In the Fall of 2004, I visited the MOMA when it was temporarily being housed in Queens, New York. There, an architecture exhibit was in place, which had models of existing buildings and project buildings. I brought the brochure home, framed it, and hung it up so that my friends could also look at the designs and contemplate which of the projects they would choose. The fifth design on the brochure was no more than an erratic elongated scribble intended for the New York Times headquarters, a project sketch from 2000. No one that visited my home and looked at this sketch really understood it. It was incomprehensible, and it seemed laughable that it held considerable rank among the other more fully realized structures. After watching Sketches of Frank Gehry, I dug the framed brochure out of my closet, and realized the scribble was Gehry’s. The project structure on the brochure never made it to construction, but the film shed new light on the creative vision that is uniquely Gehry’s.

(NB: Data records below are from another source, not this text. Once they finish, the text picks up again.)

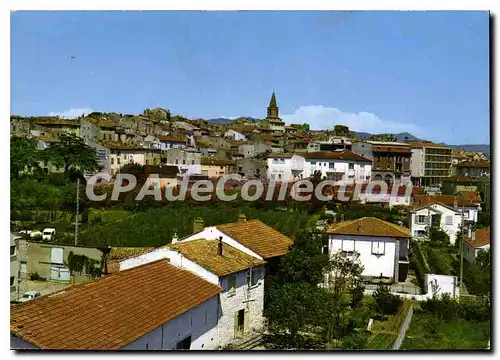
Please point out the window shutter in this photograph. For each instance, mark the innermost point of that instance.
(235, 324)
(348, 245)
(245, 322)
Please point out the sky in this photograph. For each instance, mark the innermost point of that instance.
(426, 73)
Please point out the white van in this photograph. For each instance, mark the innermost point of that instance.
(48, 234)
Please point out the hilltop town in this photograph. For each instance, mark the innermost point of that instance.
(398, 271)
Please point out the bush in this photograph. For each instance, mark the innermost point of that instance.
(474, 309)
(432, 325)
(36, 277)
(445, 308)
(385, 302)
(357, 340)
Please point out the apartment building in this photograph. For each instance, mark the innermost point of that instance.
(391, 160)
(430, 164)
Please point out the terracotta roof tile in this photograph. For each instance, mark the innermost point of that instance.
(171, 138)
(369, 226)
(336, 155)
(111, 312)
(448, 200)
(205, 253)
(482, 238)
(474, 164)
(258, 237)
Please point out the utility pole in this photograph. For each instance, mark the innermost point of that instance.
(462, 248)
(77, 205)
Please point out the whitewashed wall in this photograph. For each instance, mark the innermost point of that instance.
(373, 265)
(245, 297)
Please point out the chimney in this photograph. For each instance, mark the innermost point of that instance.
(219, 249)
(175, 238)
(198, 225)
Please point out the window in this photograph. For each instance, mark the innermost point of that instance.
(421, 219)
(254, 276)
(378, 247)
(231, 284)
(348, 253)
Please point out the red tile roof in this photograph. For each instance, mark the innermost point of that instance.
(336, 155)
(482, 238)
(111, 312)
(475, 164)
(258, 237)
(171, 139)
(369, 226)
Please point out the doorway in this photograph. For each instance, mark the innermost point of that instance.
(184, 344)
(239, 323)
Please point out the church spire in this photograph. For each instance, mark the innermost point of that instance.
(272, 109)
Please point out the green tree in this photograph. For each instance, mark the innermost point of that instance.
(292, 307)
(71, 152)
(344, 275)
(477, 277)
(305, 262)
(24, 156)
(341, 130)
(386, 303)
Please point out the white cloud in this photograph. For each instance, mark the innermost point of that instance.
(320, 117)
(72, 113)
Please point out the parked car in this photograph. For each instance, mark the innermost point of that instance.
(35, 234)
(48, 234)
(30, 295)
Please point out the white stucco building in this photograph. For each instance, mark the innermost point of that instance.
(445, 217)
(476, 241)
(285, 167)
(233, 134)
(156, 306)
(14, 267)
(383, 247)
(239, 274)
(342, 166)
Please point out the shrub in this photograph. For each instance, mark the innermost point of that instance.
(432, 325)
(357, 340)
(36, 277)
(475, 309)
(385, 302)
(445, 308)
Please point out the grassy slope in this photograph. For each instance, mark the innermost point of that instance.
(457, 334)
(384, 333)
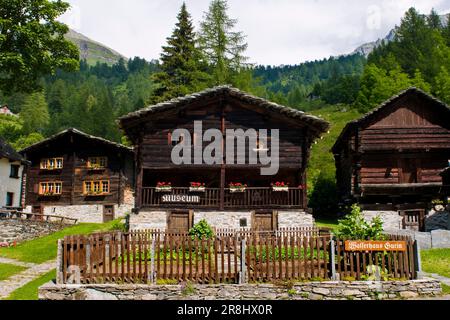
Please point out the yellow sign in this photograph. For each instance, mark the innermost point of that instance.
(357, 245)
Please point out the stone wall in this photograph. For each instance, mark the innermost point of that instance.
(224, 219)
(21, 230)
(84, 213)
(287, 219)
(327, 290)
(427, 240)
(220, 219)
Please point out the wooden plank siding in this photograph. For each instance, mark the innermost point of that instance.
(404, 142)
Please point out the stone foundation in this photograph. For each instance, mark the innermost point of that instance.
(84, 213)
(327, 290)
(157, 219)
(21, 230)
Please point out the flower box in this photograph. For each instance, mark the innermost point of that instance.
(237, 187)
(280, 189)
(280, 186)
(197, 189)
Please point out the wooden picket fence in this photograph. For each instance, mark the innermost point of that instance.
(149, 256)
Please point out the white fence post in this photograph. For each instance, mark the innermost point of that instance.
(243, 272)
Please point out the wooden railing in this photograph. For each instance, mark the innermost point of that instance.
(7, 214)
(250, 198)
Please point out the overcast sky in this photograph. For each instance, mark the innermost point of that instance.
(278, 31)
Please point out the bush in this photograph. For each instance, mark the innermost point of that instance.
(355, 227)
(201, 230)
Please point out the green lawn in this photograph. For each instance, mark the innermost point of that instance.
(30, 290)
(8, 270)
(436, 261)
(43, 249)
(327, 223)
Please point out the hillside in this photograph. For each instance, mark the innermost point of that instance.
(93, 51)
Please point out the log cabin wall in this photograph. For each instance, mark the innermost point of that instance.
(75, 151)
(219, 108)
(406, 141)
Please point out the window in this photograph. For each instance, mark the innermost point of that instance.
(97, 162)
(50, 188)
(100, 187)
(14, 173)
(9, 199)
(52, 163)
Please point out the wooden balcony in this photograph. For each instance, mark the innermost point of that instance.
(251, 198)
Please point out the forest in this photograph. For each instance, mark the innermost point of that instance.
(71, 93)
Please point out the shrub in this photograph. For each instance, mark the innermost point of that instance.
(201, 230)
(355, 227)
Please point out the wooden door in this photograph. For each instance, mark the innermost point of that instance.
(108, 213)
(409, 171)
(264, 221)
(413, 219)
(179, 221)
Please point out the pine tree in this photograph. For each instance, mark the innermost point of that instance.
(223, 48)
(181, 62)
(434, 21)
(34, 113)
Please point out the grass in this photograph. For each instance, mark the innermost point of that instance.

The Sketches of Frank Gehry documentary provides needed insight on how his unique scribbles get off paper and into the real world. The film, directed by the late Sydney Pollack, who confessed that he had little knowledge of architecture, successfully manages the perplexity of Gehry, asking the right questions, encouraging Gehry’s autobiographical dialogue and observing him in his chaotic thinking process, that which is emulated in his characteristic sketch. There’s also the element of celebrity and millionaire endorsement, which explains Gehry’s ability to task the unconventional, and it seems he is sought after for that very reason. What corporate project for a civic building wouldn’t want the draw of being one of Gehry’s infamous structures? The impact of his imagination realized, especially at this magnitude (esp. for the Guggenheim, Bilboa, Spain), lifts the basic platform of functional space design to a level that boasts creativity and purpose.
I’d like to own this film. I think it is somewhat over indulgent because it shows celebrities giving testimony saying they “had to have” one of his housing structures. Other than that, I still feel like his architectural achievement is definitely something to celebrate.